When I spoke to Alexa Clay, entrepreneur and co-author of the Misfit Economy, she confirmed that there's a strange, low-lurking sexism in the start-up economy: “They have all very open and free, but underneath it there's still something really patriarchal.” Start-ups, after all, are a culture which celebrates risk-taking, something which women are societally discouraged from doing. As Clay says, 

“Men are allowed to fail in tech. You have these young guys who these old guys adopt and mentor. If his app doesn’t work, the mentor just shrugs it off. I would not be able ot get away with that, and I think women and minorities aren't allowed to take the same amount of risks, particularly in these communities. If you fail, no one's saying that's fine.

The conclusion of Lean Out, and of women in tech I have spoken to, isn’t that more women, over time, will enter these industries and seamlessly integrate – it’s that tech culture needs to change, or its lack of diversity will become even more severe. Shevinsky writes:

The reason why we don't have more women in tech is not because of a lack of STEM education. It's because too many high profile and influential individuals and subcultures within the tech industry have ignored or outright mistreated women applicants and employees.

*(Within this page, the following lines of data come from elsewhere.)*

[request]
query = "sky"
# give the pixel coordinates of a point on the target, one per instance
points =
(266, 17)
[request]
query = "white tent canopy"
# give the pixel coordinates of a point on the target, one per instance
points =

To be succinct—the problem isn't women, it's tech culture.

Software engineer Kate Heddleston has a wonderful and chilling metaphor about the way we treat women in STEM. Women are, she writes, the “canary in the coal mine”. If one dies, surely you should take that as a sign that the mine is uninhabitable – that there’s something toxic in the air. “Instead, the industry is looking at the canary, wondering why it can’t breathe, saying ‘Lean in, canary, lean in!’. When one canary dies they get a new one because getting more canaries is how you fix the lack of canaries, right? Except the problem is that there isn't enough oxygen in the coal mine, not that there are too few canaries.” We need more women in STEM, and, I’d argue, in tech in particular, but we need to make sure the air is breatheable first. 

Barbara Speed is a technology and digital culture writer at the New Statesman and a staff writer at CityMetric.